Ни причины не показались достаточными, ни собственной доброты христианина начальнику Главного управления не хватило, и в просьбе было отказано. Да иначе и быть не могло. «…Просто невообразимое существо… Мусин-Пушкин. Этот уже ничего не видел, кроме непослушания; стихотворение, статья, лекция — все было непослушанием, как только было мало-мальски ново… изумительное богатство шутовства, которому потомство откажется верить» — так охарактеризовал его Анненков, таким его знали все. К подобному человеку можно было взывать о помощи только по крайней неосведомленности и наивности.

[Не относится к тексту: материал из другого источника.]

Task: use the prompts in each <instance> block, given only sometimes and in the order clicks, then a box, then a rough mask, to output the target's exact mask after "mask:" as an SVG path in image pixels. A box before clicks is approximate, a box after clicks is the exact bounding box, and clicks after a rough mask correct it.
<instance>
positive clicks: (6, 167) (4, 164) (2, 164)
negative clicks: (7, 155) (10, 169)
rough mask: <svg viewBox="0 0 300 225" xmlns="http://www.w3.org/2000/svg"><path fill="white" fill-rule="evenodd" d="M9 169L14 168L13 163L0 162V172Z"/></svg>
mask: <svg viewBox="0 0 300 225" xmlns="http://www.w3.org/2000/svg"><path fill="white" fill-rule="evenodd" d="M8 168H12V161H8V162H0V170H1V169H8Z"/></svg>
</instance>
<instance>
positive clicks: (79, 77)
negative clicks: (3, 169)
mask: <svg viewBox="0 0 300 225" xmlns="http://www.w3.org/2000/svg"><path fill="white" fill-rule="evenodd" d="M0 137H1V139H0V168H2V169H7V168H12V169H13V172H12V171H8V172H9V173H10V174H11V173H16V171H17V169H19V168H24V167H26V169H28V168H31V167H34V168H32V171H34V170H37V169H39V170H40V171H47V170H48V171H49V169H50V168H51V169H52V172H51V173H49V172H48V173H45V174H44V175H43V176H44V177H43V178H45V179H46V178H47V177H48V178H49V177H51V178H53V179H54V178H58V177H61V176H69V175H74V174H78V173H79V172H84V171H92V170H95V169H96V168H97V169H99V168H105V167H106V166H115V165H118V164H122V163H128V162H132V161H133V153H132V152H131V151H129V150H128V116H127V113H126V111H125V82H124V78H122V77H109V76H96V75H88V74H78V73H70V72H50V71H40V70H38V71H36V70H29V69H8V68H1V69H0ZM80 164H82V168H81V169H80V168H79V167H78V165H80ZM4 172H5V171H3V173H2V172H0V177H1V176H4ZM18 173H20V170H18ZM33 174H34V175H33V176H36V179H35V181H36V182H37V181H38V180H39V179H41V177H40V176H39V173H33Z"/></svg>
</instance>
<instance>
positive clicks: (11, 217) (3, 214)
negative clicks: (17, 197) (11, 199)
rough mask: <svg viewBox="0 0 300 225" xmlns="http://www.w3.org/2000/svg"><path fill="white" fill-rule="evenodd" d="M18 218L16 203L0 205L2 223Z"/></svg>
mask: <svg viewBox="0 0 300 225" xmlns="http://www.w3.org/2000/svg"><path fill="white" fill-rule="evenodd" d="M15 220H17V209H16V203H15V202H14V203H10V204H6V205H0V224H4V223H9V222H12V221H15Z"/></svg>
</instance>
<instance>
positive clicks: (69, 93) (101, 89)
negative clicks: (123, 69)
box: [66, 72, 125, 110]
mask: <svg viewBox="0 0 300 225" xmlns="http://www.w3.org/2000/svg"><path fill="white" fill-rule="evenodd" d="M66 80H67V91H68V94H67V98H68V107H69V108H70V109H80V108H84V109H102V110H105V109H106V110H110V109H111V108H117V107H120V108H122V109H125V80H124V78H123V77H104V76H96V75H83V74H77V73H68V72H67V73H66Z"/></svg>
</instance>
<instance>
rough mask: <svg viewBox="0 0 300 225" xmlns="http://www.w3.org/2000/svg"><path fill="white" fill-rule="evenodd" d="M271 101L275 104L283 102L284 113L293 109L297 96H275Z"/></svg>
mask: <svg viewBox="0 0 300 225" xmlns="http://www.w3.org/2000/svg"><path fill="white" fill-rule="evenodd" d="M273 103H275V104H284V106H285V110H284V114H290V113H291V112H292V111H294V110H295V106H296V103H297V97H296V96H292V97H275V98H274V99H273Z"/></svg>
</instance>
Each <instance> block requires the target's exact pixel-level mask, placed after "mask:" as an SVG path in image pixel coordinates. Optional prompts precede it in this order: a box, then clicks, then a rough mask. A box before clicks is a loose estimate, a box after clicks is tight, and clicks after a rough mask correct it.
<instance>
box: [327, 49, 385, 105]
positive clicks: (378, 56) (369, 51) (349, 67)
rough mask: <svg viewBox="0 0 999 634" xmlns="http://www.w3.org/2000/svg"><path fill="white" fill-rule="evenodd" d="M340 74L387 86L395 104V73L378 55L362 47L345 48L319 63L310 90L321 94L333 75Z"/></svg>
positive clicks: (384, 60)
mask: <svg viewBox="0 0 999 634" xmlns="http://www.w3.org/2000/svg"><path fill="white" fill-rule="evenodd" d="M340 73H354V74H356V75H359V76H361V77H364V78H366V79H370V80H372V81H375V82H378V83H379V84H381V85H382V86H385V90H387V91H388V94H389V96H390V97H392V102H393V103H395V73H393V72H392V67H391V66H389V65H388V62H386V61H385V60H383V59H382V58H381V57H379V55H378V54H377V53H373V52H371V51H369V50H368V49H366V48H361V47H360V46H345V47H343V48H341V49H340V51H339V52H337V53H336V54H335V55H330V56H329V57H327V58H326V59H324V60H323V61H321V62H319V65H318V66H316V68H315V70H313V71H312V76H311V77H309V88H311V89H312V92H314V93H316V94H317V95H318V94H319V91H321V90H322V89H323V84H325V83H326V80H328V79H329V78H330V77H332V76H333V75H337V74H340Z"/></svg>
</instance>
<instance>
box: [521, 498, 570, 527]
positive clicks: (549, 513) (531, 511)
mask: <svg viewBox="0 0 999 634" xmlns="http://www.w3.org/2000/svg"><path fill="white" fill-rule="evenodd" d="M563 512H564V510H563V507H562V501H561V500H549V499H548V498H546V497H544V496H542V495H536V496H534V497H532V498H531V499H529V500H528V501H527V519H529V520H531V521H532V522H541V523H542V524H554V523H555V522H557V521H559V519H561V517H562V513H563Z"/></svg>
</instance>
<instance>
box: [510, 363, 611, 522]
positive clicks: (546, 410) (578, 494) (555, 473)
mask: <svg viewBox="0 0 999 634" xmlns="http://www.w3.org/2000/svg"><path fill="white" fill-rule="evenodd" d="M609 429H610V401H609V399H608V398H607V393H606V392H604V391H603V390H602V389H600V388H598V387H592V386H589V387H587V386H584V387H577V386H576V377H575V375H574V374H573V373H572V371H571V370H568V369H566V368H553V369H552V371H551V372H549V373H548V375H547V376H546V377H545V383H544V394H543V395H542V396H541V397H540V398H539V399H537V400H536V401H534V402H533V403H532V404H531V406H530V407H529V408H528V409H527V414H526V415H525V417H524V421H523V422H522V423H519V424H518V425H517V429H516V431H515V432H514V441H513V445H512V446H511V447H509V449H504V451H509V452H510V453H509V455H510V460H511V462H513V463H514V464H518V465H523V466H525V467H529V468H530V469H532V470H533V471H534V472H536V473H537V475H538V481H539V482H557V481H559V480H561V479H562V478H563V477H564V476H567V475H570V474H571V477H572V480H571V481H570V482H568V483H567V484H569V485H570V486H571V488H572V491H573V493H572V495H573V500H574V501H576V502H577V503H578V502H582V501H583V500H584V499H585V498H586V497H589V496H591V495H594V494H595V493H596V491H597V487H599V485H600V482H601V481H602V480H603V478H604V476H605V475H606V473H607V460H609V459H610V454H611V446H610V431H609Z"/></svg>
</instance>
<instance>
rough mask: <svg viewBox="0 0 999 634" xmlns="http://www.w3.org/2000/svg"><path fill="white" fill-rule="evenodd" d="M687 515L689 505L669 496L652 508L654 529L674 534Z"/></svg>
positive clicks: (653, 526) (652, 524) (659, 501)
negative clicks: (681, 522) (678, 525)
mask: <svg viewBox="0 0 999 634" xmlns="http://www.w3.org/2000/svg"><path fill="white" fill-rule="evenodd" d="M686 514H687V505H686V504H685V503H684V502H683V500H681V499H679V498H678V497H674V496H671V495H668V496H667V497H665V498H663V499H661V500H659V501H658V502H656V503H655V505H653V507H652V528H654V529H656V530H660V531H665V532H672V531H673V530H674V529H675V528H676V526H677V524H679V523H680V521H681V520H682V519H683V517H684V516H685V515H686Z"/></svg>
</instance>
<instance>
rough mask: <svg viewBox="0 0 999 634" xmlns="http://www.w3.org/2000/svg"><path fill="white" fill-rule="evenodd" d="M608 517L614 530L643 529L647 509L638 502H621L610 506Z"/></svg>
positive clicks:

Упорство, с которым Федотов отстаивал «Утро чиновника…», может показаться чрезмерным — на первых порах хватило бы и одного «Сватовства майора», к печати все же разрешенного. Дело в том, что и с ним обстояло неважно. Литограф, некто Поль, будто брался литографировать, но долго тянул, ничего не делая, и в конце концов вовсе отказался, пришлось идти к другому, однако не сладилось и с тем. Да и не могло сладиться — ни на самое литографирование, ни на печать, ни на бумагу, ни на прочие неизбежные расходы не было денег, и в глазах любого дельного человека все предприятие выглядело по меньшей мере рискованным. Подписку так и не объявляли, видимо, стало ясно, что покупщиков отыщется немного.